Ethanol. Right. Now.
home   archives   subscribe   advertise
Guest Editorial: Grassroots Ethanol Nees to Take on the Media
by David Blume

Until recently, the ethanol industry avoided mainstream media like the plague. It always seemed like nothing good would come from talking to them. But our allergy to reporters has given ethanol’s detractors free rein to disparage America’s best chance to become energy independent and our best chance to meet our climate change responsibilities as world citizens.

The primary damage done by three decades of self-imposed isolation has been our failure to build a wide base of support with the public. We should look to the organic food industry, which is a similar movement with similar enemies, to learn how they have built a powerful public base to defend them when necessary.

The “Organic Standards” (similar to the Renewable Fuels Standard) determine what’s organic and what’s not.
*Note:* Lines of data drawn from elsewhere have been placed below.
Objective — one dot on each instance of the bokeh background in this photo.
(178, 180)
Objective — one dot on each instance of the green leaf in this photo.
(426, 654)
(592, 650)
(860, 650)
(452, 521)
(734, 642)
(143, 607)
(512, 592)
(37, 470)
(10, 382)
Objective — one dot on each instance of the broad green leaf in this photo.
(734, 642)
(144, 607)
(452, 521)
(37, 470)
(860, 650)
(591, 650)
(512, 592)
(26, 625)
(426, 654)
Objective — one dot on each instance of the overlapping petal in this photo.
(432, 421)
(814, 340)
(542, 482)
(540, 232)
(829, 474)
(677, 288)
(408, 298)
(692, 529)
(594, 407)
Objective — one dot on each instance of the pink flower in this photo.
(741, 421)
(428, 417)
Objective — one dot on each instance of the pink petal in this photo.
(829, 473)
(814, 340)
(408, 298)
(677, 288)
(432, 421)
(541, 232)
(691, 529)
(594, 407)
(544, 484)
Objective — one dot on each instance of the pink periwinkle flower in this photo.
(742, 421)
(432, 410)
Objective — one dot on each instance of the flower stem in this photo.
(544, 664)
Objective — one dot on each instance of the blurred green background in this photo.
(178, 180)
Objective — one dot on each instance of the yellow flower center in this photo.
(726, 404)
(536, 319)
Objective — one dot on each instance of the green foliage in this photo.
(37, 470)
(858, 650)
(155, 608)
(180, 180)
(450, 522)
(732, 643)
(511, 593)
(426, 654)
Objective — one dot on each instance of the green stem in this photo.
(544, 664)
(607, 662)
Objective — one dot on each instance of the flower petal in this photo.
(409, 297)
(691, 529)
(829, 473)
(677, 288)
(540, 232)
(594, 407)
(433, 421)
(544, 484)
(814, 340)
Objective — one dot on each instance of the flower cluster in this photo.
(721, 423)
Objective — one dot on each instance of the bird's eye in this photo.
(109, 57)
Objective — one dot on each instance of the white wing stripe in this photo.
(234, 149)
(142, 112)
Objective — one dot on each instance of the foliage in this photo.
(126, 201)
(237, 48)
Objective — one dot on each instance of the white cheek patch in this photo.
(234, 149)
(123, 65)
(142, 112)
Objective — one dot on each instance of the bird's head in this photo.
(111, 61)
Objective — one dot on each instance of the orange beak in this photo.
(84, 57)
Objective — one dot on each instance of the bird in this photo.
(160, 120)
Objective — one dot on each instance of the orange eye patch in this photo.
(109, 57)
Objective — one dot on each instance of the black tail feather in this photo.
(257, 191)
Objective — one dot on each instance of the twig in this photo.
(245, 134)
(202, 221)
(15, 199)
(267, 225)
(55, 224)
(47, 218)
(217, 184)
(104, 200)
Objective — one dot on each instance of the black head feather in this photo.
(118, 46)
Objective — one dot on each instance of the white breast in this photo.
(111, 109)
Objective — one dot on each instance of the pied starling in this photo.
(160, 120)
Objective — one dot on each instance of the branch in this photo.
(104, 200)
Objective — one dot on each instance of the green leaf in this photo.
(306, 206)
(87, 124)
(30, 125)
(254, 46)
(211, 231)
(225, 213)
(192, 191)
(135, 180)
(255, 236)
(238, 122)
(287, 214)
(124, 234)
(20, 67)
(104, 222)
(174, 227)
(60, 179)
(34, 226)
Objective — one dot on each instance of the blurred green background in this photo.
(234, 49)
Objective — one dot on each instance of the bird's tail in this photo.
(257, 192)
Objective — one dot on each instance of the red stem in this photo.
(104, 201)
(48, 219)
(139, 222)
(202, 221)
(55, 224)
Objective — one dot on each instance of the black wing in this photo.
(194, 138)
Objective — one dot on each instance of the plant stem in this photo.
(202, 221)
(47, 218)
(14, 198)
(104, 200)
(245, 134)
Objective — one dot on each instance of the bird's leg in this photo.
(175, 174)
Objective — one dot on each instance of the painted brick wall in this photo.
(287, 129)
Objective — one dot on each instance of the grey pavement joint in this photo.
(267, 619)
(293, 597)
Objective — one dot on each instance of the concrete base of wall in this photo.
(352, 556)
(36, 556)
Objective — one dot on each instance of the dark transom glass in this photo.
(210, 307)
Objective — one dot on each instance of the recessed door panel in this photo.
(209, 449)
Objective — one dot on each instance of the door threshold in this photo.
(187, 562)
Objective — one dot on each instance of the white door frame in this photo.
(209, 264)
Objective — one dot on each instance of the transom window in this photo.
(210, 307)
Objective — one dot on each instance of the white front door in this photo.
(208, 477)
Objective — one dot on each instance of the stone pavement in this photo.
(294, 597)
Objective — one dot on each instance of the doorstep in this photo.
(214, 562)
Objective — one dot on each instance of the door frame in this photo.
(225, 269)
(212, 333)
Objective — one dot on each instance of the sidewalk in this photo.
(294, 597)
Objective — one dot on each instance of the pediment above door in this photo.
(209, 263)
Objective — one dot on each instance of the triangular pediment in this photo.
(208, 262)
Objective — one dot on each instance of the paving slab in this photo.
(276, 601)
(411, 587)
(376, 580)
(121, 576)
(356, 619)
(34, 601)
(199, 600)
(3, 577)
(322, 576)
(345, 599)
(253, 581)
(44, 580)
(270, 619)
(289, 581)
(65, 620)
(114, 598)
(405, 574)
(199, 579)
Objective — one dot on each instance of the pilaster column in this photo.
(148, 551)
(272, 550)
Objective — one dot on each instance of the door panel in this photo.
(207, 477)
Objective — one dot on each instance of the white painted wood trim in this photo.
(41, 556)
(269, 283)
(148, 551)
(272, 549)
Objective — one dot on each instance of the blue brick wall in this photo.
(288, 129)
Oil-based fertilizer and pesticide companies and the cattle, poultry, and other major food industries have repeatedly tried to dilute the standards so that their products can be considered organic and get access to this lucrative market.

When a challenge comes to dilute the standards, the organic movement can bury the U.S. Department of Agriculture in hundreds of thousands of letters and comments in mere days, while similarly inundating elected officials with “You don’t dare…” letters. As a result, challenges are less common and are nearly always repulsed.
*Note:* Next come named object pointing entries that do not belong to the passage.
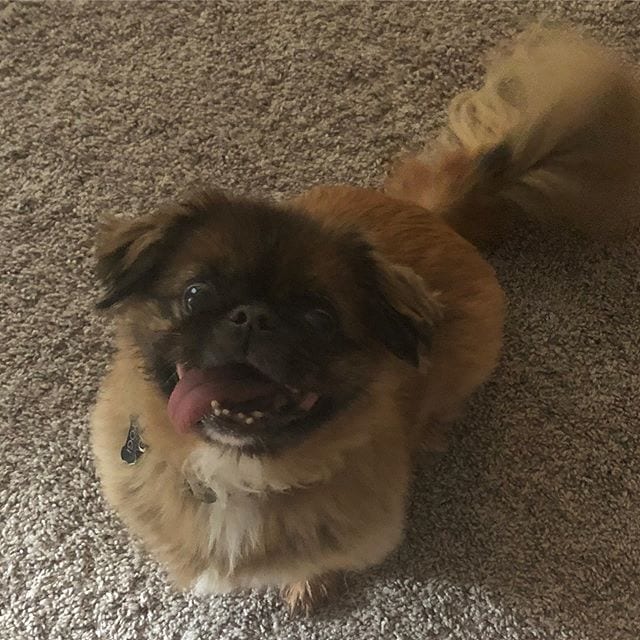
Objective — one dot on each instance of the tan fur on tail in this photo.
(553, 134)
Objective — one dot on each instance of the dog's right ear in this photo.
(130, 252)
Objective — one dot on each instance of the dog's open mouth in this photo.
(236, 397)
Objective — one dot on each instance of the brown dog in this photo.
(277, 365)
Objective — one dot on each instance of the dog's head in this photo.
(257, 322)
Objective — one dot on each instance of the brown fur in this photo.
(335, 500)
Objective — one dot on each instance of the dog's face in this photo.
(258, 323)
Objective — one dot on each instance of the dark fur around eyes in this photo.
(267, 248)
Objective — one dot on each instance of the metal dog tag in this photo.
(133, 447)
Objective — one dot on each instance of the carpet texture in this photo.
(528, 527)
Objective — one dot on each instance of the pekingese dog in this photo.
(278, 364)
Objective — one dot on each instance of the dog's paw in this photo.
(306, 596)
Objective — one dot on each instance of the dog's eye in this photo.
(321, 320)
(198, 297)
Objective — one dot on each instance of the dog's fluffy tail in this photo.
(553, 135)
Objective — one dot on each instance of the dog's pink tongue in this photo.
(191, 398)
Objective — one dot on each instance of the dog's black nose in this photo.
(254, 317)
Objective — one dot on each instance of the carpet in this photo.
(527, 528)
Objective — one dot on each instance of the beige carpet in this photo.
(529, 527)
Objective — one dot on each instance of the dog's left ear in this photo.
(402, 311)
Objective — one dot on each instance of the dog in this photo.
(278, 365)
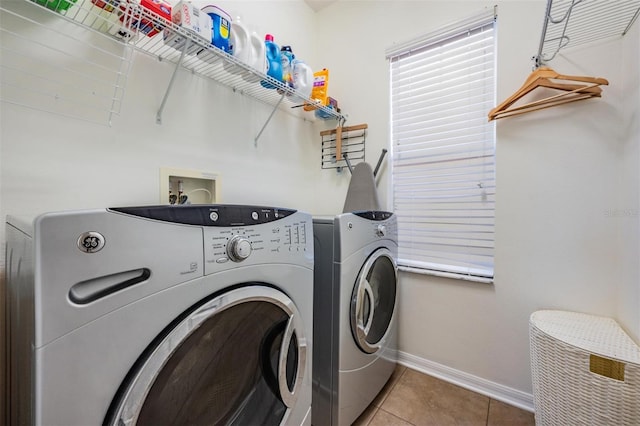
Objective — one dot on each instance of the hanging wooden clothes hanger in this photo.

Compare that to the 11th hour of the Farm Bill this year, when the Bush Administration barely had to whisper the falsehood that it was a choice between school lunches and maintaining the VEETC at 51 cents. Legislators for our side immediately caved in, knowing there was no way to quickly muster the support needed to fend off this absurd attack. We lost a nickel a gallon just like that. Over time, this loss will cost the ethanol industry billions of dollars, all because we have not built a grassroots base of popular support. Politicians fear a well-orchestrated backlash from their constituents far more than they fear the manipulations of administration spin doctors. The school-lunch lie should have been quashed the day it was floated, but instead it cost us dearly.
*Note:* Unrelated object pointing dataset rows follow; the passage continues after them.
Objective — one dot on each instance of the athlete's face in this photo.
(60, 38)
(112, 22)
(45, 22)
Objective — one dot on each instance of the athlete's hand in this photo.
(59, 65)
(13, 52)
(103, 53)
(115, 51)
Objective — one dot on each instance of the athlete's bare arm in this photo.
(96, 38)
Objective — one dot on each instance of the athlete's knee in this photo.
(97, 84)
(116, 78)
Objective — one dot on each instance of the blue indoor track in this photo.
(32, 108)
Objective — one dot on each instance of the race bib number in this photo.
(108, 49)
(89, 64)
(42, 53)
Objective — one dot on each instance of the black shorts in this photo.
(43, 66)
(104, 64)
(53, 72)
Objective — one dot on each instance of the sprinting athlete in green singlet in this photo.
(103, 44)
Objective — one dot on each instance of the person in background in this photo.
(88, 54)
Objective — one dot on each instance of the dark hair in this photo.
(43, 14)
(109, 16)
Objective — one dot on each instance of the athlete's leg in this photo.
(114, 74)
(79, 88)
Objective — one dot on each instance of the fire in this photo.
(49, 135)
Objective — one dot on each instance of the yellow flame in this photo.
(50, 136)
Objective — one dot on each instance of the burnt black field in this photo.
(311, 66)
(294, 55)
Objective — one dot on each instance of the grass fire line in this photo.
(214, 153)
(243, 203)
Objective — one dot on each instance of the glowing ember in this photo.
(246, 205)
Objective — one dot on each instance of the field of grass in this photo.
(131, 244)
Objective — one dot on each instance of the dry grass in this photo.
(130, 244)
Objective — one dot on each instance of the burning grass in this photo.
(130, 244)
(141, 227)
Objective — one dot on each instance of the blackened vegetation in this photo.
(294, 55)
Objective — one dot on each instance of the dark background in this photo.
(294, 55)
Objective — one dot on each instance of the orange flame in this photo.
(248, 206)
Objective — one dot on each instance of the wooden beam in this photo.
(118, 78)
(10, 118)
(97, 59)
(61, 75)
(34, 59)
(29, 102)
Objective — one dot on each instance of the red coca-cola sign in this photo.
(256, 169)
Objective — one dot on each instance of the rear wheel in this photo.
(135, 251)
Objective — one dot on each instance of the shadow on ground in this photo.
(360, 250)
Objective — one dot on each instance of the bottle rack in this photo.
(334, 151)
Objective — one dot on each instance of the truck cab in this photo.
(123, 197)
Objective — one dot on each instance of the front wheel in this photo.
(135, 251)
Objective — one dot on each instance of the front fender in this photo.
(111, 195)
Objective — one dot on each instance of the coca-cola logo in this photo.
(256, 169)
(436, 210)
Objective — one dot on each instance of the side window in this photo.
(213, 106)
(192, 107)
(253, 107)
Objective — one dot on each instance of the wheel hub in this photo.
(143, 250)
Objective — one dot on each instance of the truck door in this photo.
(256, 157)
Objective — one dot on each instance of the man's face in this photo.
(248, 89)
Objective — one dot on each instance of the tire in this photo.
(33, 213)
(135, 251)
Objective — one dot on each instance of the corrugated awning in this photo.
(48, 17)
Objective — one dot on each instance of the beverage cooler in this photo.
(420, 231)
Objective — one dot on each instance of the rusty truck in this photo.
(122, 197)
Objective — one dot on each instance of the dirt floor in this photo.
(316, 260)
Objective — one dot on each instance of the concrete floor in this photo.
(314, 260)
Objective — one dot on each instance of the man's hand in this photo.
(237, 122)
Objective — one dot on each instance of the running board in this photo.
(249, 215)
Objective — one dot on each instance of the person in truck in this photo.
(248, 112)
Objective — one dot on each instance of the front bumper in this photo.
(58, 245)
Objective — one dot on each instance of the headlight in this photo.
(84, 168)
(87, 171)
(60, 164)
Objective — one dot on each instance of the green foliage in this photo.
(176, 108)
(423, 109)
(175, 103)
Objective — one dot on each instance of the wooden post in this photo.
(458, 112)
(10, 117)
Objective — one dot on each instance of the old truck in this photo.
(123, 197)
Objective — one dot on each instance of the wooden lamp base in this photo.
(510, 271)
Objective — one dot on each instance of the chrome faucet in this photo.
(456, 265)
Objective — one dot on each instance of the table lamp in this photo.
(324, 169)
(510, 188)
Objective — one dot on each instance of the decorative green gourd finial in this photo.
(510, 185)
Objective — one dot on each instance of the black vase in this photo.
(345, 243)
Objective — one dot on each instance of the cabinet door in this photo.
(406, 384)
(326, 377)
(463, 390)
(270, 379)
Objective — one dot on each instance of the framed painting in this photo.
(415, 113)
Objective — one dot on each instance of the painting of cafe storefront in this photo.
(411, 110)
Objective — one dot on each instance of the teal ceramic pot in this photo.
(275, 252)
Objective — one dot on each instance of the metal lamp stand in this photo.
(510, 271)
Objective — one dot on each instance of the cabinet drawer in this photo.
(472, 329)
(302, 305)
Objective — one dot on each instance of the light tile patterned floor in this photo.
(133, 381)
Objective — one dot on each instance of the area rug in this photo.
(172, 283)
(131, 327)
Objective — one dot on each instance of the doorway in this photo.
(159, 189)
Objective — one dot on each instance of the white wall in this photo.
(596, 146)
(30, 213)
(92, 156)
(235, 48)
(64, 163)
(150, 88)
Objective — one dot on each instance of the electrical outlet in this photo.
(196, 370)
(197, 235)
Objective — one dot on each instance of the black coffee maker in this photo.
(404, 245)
Of course, it’s discouraging to go up against what I estimate has been more than a billion dollars of American Petroleum Institute anti-alcohol propaganda in the past year. We can’t stop the API from hiring hundreds of freelance writers, sending out 10,000 press releases an hour, funding boiler rooms full of bloggers, and sending anti-alcohol talking points to talk radio hosts. We can’t stop the David Pimentels, the Tad Patzeks, and the David Fridleys from spewing propaganda. But we are far from helpless.

First of all, we need to take the battle to the propagandists – and stop being afraid of the press. It’s time to take the gloves off. For instance, I have repeatedly challenged anti-alcohol propagandists Pimentel and Fridley to public debates, and they have repeatedly declined. Nothing looks worse than refusing to debate the other side – and publicizing that refusal is very effective on the Web. The International Institute for Ecological Agriculture (IIEA) plans to film well-documented empty-chair debates between the missing refuseniks and myself, and put these out to YouTube and other media. Reporters will permanently have these resources to refer to when considering whom to quote.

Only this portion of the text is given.